TensorExtPasses
-collapse-insertion-chains
Collapse chains of extract/insert ops into rotate ops when possible
This pass is a cleanup pass for insert-rotate
. That pass sometimes leaves
behind a chain of insertion operations like this:
%extracted = tensor.extract %14[%c5] : tensor<16xi16>
%inserted = tensor.insert %extracted into %dest[%c0] : tensor<16xi16>
%extracted_0 = tensor.extract %14[%c6] : tensor<16xi16>
%inserted_1 = tensor.insert %extracted_0 into %inserted[%c1] : tensor<16xi16>
%extracted_2 = tensor.extract %14[%c7] : tensor<16xi16>
%inserted_3 = tensor.insert %extracted_2 into %inserted_1[%c2] : tensor<16xi16>
...
%extracted_28 = tensor.extract %14[%c4] : tensor<16xi16>
%inserted_29 = tensor.insert %extracted_28 into %inserted_27[%c15] : tensor<16xi16>
yield %inserted_29 : tensor<16xi16>
In many cases, this chain will insert into every index of the dest
tensor,
and the extracted values all come from consistently aligned indices of the same
source tensor.
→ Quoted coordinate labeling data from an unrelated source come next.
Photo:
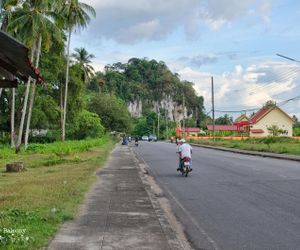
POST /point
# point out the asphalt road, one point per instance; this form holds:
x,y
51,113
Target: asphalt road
x,y
230,201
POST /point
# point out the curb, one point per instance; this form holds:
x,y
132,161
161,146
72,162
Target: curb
x,y
247,152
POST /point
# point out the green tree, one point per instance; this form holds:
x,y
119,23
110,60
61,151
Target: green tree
x,y
87,124
33,22
112,111
274,130
76,15
224,120
6,9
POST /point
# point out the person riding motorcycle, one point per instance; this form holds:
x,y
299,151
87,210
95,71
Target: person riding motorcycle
x,y
136,141
184,150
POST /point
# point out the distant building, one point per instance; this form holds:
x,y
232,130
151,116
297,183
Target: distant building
x,y
267,117
258,125
180,132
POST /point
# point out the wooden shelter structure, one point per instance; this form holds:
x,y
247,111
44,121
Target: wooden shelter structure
x,y
14,63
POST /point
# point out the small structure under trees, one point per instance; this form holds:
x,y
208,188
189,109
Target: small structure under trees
x,y
14,63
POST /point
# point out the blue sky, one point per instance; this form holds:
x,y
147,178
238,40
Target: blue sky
x,y
235,41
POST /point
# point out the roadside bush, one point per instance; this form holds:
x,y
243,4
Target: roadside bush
x,y
87,124
296,131
51,136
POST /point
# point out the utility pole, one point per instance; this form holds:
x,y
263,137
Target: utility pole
x,y
153,131
213,106
158,124
166,116
183,123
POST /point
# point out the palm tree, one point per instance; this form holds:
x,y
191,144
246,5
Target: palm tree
x,y
6,10
34,21
83,58
76,15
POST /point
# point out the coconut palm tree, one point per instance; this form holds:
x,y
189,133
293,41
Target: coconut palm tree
x,y
34,22
76,16
7,7
83,58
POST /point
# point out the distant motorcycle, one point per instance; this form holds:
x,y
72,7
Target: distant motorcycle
x,y
186,166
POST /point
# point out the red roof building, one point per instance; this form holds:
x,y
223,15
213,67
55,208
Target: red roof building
x,y
222,127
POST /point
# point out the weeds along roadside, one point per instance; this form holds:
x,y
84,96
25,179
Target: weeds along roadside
x,y
279,145
33,203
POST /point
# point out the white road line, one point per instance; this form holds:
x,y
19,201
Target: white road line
x,y
196,224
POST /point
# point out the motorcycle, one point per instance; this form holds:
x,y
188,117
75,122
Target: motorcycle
x,y
186,166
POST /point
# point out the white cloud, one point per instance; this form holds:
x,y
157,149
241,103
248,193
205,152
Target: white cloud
x,y
246,88
131,21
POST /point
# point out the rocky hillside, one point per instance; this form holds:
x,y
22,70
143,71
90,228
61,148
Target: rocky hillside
x,y
148,85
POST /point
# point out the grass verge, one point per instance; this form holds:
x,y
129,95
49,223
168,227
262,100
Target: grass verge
x,y
271,144
33,203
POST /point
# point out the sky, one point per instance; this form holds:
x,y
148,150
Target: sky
x,y
234,41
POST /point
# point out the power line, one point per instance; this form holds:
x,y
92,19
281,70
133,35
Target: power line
x,y
253,109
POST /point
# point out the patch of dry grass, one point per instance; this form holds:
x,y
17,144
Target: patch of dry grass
x,y
42,197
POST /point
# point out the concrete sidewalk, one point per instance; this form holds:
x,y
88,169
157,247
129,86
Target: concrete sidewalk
x,y
119,212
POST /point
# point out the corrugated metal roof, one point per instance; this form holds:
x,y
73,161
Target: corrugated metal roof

In this case, the chain can be collapsed into a single rotate
.
Each index used for insertion or extraction must be constant; this may
require running --canonicalize
or --sccp
before this pass to apply
folding rules (use --sccp
if you need to fold constant through control flow).
-insert-rotate
Vectorize arithmetic FHE operations using HECO-style heuristics
This pass implements the SIMD-vectorization passes from the HECO paper.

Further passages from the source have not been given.